Tamara Pawlowna öffnete den Mund, brachte aber keinen Ton heraus.

„Was sagst du da?!“ kam Konstantin als Erster wieder zu sich.

„Ich bin dein Mann, das ist unser gemeinsames Zuhause!“

„Nein, Kostja“, schüttelte Arina den Kopf.

„Diese Wohnung ist mein Eigentum. Ich habe sie vor unserer Ehe gekauft.“

„Du wirfst die eigene Mutter deines Mannes hinaus?“ keuchte Tamara Pawlowna empört.

„Das ist unerhört!“

„Herzlos!“ stimmte Maria ein.

„Kostik, wie konntest du so eine heiraten?“

„Arina, du weißt nicht, was du da redest“, versuchte Konstantin, seine Frau an den Schultern zu fassen.

„Wir sind doch Familie! Familie, verstehst du?“

Arina trat einen Schritt zurück.

Sie öffnete die Küchenschublade.

Holte ein Notizbuch mit Ledereinband heraus.

Sie begann vorzulesen:

„Hier die Liste der Dinge, die in den letzten Monaten aus meiner Wohnung verschwunden sind.

Diamantohrringe, achtzigtausend Rubel.

Ein Kleid fünfundvierzigtausend…“

„Mascha, stimmt das etwa?“ Konstantin starrte seine Schwester entgeistert an.

Maria quietschte, doch ihre Wangen wurden verräterisch rot.

„Sie erfindet alles!“

„Die Gesamtsumme des Gestohlenen beträgt vierhundertdreiundachtzigtausend Rubel.

Wenn ihr nicht sofort geht, rufe ich die Polizei und erstatte Anzeige wegen Diebstahls.“

Tamara Pawlowna schnappte nach Luft:

„Das wirst du nicht wagen!“

„Wollt ihr es ausprobieren?“ Arina zog ihr Telefon heraus.

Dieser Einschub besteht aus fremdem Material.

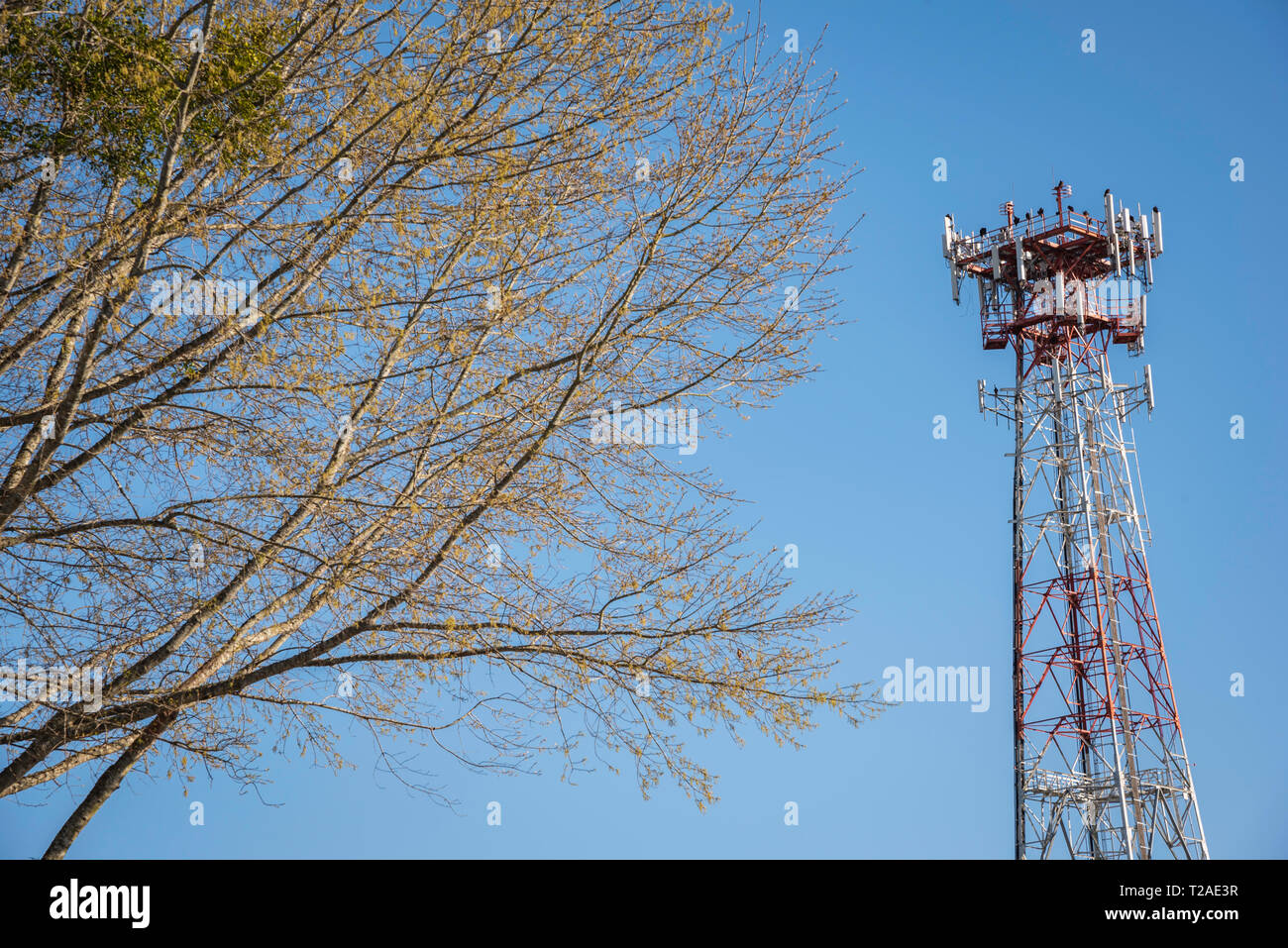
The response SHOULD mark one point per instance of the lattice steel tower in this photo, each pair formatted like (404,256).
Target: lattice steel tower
(1100,764)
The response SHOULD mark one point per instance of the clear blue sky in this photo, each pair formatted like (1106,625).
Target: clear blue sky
(846,468)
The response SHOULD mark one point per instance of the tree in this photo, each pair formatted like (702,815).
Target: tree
(310,313)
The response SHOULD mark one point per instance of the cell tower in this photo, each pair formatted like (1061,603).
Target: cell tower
(1100,764)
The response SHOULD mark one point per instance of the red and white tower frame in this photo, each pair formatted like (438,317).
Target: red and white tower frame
(1100,764)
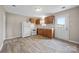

Kostja packte schweigend seine Sachen, ohne ihr in die Augen zu sehen.

Maria weinte und beschuldigte sie aller Sünden.

Tamara Pawlowna zischte Flüche und versprach, allen Bekannten zu erzählen, wie herzlos Arina sei.

Eine Stunde später schlug Arina die Tür hinter der Schwiegermutter, der Schwägerin und dem Ehemann zu.

Allein geblieben, ließ sich Arina langsam auf das Sofa sinken.

Die Stille umhüllte sie, beruhigte sie.

„Vielleicht bin ich wirklich schlecht“, sprach sie in die Leere.

„Aber ich werde nicht mehr zulassen, dass man sich an mir abarbeitet.“

Das Telefon vibrierte mit einer Nachricht von Kostja:

„Ich verstehe nicht, wie du so handeln konntest. Wir haben uns doch geliebt.“

Arina löschte die Nachricht, ohne zu antworten.

Plötzlich wurde ihr klar, dass es in ihrer Beziehung keine echte Liebe gegeben hatte.

Es war Gewohnheit, Bequemlichkeit, aber kein Respekt und keine Liebe.